И в самом деле, если бы все шло так, как мы хотим и ожидаем… Но!.. В общем, Николая, к его великому удивлению, вскоре раскулачили, отняли все «движимое и недвижимое» и вместе с женой увезли к черту на кулички — далеко за Тобольск, в тайгу, в болота, где он прожил с неделю в тесном вонючем бараке, работая на валке леса, полуголодный, обиженный и обалделый от всего. Потом они с Верой тайно ночью убежали из поселка, переплыли какую-то реку, чуть не утонули в бесконечных незнакомых топях и, ободранные, обессиленные, приплелись в Ялуторовск, где проживала Верина двоюродная сестра, а уже оттуда, приодевшись и отдохнув, уехали в Омскую область и до самой войны работали там в совхозе, представив дело так, будто они безлошадные, безземельные, ну самые что ни на есть голыши-горемыки.

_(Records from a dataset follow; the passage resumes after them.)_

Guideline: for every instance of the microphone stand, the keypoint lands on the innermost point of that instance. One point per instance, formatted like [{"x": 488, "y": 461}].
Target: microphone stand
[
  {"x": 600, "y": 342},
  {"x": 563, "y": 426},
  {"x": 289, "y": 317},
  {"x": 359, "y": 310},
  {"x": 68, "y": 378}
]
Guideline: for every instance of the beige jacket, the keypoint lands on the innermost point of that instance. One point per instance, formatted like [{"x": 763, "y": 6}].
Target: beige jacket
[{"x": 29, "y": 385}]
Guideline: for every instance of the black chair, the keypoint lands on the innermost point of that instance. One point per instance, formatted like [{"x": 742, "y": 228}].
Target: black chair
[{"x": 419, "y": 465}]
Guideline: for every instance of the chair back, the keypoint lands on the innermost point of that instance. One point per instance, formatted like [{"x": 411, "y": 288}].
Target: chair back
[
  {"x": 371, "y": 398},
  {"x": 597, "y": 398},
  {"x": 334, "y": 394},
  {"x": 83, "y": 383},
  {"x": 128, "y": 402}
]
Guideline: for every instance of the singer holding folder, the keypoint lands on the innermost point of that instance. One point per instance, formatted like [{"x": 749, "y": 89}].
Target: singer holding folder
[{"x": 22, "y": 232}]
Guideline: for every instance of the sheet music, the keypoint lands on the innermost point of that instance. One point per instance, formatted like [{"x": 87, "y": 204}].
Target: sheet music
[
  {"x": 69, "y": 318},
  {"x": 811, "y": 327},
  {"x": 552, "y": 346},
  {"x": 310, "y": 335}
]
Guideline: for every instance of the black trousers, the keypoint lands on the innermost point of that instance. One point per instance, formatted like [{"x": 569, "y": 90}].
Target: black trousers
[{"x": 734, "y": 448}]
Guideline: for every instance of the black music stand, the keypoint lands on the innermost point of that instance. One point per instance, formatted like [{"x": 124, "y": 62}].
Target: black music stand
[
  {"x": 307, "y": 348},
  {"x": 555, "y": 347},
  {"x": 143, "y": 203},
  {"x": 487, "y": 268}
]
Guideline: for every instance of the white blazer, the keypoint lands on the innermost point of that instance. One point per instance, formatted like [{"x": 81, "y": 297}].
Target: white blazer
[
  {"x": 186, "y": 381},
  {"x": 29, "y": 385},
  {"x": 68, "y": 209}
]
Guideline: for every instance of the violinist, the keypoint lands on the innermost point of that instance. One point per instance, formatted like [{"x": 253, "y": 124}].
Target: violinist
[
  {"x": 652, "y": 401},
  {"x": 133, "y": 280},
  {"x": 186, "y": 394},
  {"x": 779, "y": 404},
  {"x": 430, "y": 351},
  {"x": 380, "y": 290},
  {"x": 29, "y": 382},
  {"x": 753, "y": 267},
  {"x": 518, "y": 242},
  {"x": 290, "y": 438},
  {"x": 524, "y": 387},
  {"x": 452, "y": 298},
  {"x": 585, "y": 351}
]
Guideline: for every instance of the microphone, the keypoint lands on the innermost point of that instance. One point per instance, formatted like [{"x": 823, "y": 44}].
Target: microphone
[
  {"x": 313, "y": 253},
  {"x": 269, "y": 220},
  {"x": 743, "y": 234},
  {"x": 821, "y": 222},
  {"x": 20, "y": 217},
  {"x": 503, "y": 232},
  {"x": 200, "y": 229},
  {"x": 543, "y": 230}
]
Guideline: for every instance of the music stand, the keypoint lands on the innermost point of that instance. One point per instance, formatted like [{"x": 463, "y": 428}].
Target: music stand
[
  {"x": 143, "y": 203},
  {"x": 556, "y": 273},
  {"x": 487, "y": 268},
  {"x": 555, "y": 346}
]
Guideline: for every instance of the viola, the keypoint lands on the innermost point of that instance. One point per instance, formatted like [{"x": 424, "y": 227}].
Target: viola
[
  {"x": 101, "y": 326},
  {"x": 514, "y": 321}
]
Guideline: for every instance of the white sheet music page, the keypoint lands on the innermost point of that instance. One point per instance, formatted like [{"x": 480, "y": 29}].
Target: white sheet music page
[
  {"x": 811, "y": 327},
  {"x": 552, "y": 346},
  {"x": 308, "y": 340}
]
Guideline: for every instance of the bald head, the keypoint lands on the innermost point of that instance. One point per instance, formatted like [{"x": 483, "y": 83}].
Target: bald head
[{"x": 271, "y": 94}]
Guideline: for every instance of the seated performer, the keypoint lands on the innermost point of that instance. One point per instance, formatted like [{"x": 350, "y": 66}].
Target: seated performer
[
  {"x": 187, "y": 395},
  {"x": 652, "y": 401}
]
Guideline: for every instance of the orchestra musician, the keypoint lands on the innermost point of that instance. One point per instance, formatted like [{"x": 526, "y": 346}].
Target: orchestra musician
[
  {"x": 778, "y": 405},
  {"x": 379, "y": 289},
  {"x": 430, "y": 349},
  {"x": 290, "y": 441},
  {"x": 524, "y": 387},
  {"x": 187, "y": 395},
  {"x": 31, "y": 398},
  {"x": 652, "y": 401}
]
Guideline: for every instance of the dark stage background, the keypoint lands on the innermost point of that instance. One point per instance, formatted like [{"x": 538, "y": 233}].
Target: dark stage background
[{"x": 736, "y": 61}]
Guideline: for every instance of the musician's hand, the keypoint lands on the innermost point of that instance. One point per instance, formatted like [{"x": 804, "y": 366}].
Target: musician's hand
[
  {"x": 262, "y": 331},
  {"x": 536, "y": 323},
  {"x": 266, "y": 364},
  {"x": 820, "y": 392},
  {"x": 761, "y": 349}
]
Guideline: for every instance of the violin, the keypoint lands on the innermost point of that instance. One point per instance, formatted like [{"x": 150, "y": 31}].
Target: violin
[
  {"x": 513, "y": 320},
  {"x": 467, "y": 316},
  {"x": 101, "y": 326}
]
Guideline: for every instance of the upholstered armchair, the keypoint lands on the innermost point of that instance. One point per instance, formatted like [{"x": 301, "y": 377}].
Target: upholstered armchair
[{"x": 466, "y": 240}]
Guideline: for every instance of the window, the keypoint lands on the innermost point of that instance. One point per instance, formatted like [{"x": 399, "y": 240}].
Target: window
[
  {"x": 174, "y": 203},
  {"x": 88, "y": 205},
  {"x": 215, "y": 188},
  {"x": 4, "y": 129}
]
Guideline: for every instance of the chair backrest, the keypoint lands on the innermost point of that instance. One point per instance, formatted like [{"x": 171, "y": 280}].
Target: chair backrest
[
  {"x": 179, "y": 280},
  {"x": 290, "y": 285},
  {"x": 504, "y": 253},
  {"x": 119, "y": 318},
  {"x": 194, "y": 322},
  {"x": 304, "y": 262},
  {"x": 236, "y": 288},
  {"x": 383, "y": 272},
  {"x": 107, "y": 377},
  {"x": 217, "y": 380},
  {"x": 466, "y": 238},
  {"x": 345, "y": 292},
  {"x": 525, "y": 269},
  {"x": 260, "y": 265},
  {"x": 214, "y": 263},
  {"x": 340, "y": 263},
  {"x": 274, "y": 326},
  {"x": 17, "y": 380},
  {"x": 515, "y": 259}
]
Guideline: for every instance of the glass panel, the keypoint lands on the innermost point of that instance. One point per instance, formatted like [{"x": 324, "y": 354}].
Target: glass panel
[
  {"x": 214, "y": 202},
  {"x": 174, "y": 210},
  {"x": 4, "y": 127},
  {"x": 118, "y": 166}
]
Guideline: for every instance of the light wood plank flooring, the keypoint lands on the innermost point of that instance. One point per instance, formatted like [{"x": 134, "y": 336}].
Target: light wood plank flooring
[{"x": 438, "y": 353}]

Жизненные тяготы, преграды уже сами по себе приучают человека к дисциплине, а Николай к тому же еще и побаивался, чтобы не раскрылось его «кулачество», и работал, что называется, на полную катушку, став очень хорошим механизатором. Настороженность, опасливость и постоянное нервное напряжение, как ему казалось, усиливали его мышление, он становился умнее и думал с затаенной усмешкой: «Дураком жил, так хоть сейчас умным буду». Он охотно подал бы заявление в партию (и ему предлагали это сделать), но ведь тогда пришлось бы писать биографию, лгать…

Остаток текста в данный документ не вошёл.